| |
Going to Contract Get a standard real estate purchase contract and make sure that you are completely familiar with it. Review it with a real estate attorney if you are not comfortable.
The buyer may not have the proper forms, so always make sure to have several contracts ready to go. Make sure to spell out every detail in the contract.
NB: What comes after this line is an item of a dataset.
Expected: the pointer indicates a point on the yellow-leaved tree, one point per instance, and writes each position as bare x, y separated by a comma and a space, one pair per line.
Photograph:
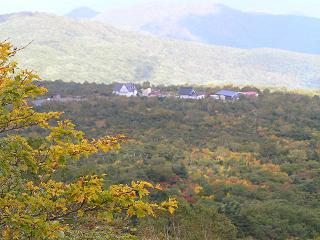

Any misunderstanding could end up costing you thousands of dollars or even tying your home up for months.
When you are presented with an offer from a buyer, you have three basic options:
Accept the offer
Reject the offer
Make a counter offer
Here is some items that you should consider when structuring an offer or deciding how to respond to an offer that is presented to you.
PRICE
DOWN PAYMENT
EARNEST MONEY DEPOSIT (MINIMUM 2% OF SALES PRICE)
IS THE BUYER PRE-APPROVED
IS THE INTEREST RATE THEY WANT AVAILABLE
CLOSING/POSSESSION DATES
PRORATIONS
LOAN DISCOUNT POINTS - WHO PAYS
CLOSING COSTS - WHO PAYS WHAT
APPRAISAL - WHO PAYS
HOME PROTECTION PLAN - WHO PAYS
INSPECTIONS - WHAT TYPE AND WHO PAYS
ITEMS INCLUDED (WASHER/DRYER, REFRIGERATOR, ETC.)
TITLE/ESCROW COMPANY/ATTORNEY
CONTINGENCIES - WHAT AND HOW LONG
A contingency means that something else must happen in order for the deal to go through. A contingency may seem like a minor issue, but it can be a major stumbling block.
A purchase may be contingent on the buyer getting approved for financing, selling the home that they already own, getting a favorable inspection report, or any number of other things.
Make the contingencies as specific as possible, and spell out exactly what will happen if the contingency is or isn’t met.
Once you have a contract mutually agreed upon and signed by all parties, take it and the buyers earnest deposit to a real estate attorney.